ARROW stands for Auditory, Read, Respond, Oral and Write, it was founded by Dr Colin Lane. This intervention is ICT based using a method of recording a student’s voice, known as a self-voice approach. After an initial test to establish the persons level, the intervention targets speech, spelling, reading, listening and is applicable for primary, secondary and adult settings. It is ‘centred upon a very simple but far reaching idea, that most of us think in the sound of our own voices’ Arrowtution (Arrowtution, 2019, p1). It is multi-sensory in that the person listens to speech, reads text of spoken information, responds, repeats verbal content then writes using their self-voice before self-assessing. It can be completed in groups or individually as long as each person has access to their own computer. The Department of children as cited in Arrowtution (Arrowtution, 2019, p1) describes the ARROW intervention as achieving noteworthy results. It is renowned for aiding memory recall, speech and language improvement and reading and spelling skills. Furthermore Brook (2016, p34) states ‘the Bristol study showed remarkable benefit for spelling and spectacular progress in both reading accuracy and comprehension’. This study included eighty-five year six students and spelling ages increased from 8.45 years to 9.03 years. Nugent (2011) as cited in Nugent et al (2019, p3) ‘indicates that ARROW can be an effective intervention with gains of more than a year recorded in both word reading and reading comprehension’. Brooks (2016) states the most effective interventions included highly structured schemes for improved spelling, phonological skills embedded with the broad approach for improved reading, directly targeted practise for comprehension skills and targeted use of technology such as the ARROW intervention. However, on the contrary, there is some criticism of the study such as admin bias, various tutors and timeframe of implementation of the intervention. There is also a limited amount of research on self-voice interventions entirely. Brooks et al. further addresses this issue by stating that there are still a limited number of reading interventions for students with dyslexia or specific learning difficulties.
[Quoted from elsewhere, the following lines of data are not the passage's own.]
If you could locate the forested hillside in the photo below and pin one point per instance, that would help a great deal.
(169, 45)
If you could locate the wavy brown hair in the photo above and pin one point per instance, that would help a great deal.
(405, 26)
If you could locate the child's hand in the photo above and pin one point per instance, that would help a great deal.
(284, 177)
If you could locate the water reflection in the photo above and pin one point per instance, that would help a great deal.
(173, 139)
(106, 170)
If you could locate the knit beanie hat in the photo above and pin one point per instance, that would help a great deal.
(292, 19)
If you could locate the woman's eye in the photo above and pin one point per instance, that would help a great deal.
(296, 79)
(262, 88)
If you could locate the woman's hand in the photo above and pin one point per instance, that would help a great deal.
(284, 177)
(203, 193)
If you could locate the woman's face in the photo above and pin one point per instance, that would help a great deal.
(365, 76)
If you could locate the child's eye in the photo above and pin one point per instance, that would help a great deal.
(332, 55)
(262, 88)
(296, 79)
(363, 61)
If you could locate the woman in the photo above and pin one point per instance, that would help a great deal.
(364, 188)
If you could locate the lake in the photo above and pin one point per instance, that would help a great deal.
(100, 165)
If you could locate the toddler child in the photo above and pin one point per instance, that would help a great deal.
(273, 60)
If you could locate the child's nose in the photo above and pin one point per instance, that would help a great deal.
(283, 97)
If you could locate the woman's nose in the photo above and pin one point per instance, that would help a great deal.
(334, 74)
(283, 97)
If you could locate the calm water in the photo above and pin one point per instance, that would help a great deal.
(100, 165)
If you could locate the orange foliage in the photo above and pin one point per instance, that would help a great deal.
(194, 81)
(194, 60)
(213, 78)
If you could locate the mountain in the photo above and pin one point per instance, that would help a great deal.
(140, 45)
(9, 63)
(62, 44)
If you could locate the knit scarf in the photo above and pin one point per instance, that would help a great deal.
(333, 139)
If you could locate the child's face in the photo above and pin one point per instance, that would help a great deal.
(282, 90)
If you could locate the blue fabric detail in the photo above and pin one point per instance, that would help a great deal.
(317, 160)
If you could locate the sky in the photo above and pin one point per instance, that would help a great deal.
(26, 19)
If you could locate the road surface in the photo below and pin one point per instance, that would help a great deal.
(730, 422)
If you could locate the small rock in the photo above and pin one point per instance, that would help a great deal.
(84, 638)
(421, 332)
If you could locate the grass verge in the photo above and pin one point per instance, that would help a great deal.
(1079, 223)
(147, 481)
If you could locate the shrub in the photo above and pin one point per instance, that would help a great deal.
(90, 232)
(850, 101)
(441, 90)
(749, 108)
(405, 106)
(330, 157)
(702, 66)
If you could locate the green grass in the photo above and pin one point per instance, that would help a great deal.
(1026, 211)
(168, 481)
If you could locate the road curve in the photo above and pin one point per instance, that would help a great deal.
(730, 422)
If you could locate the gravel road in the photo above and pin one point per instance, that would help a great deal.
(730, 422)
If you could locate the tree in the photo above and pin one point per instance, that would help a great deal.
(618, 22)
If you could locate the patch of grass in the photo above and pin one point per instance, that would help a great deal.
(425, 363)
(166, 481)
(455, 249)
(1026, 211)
In summary, dyslexia is lifelong will not be outgrown and plausibly present from birth. The effects of dyslexia can be moderated by individual and specific interventions. Early identification of children with dyslexia is 80% accurate, Grizzle (2007) Solity (200) emphasises the importance of regular assessment and continuous monitoring of progress, stating it is vital in determining the success of an intervention. All of the deliberated reading interventions (Units of Sound, Repeated Reading, and ARROW) recorded an improvement in students’ abilities. For interventions to be deemed successful it is imperative that they are intensive, structured, cumulative, involving phonological training, phonics and followed up with reading and writing practise of skills learned (Hatcher, Hume and Snowling 2004). However, ultimately there is evidence to suggest that even with the best practices, interventions are not always effective for persons with dyslexia Duff and Clark (2011). Crucially further research is required to fully appreciate such non responders. With conflicting research, it is difficult to evaluate these interventions in their entirety however what is undoubtedly extremely evident is that early intervention is key in persons with dyslexia making significant progress. J M Fletcher (2009) even goes so far as to claim it is even possible to prevent dyslexia in many children with early intervention.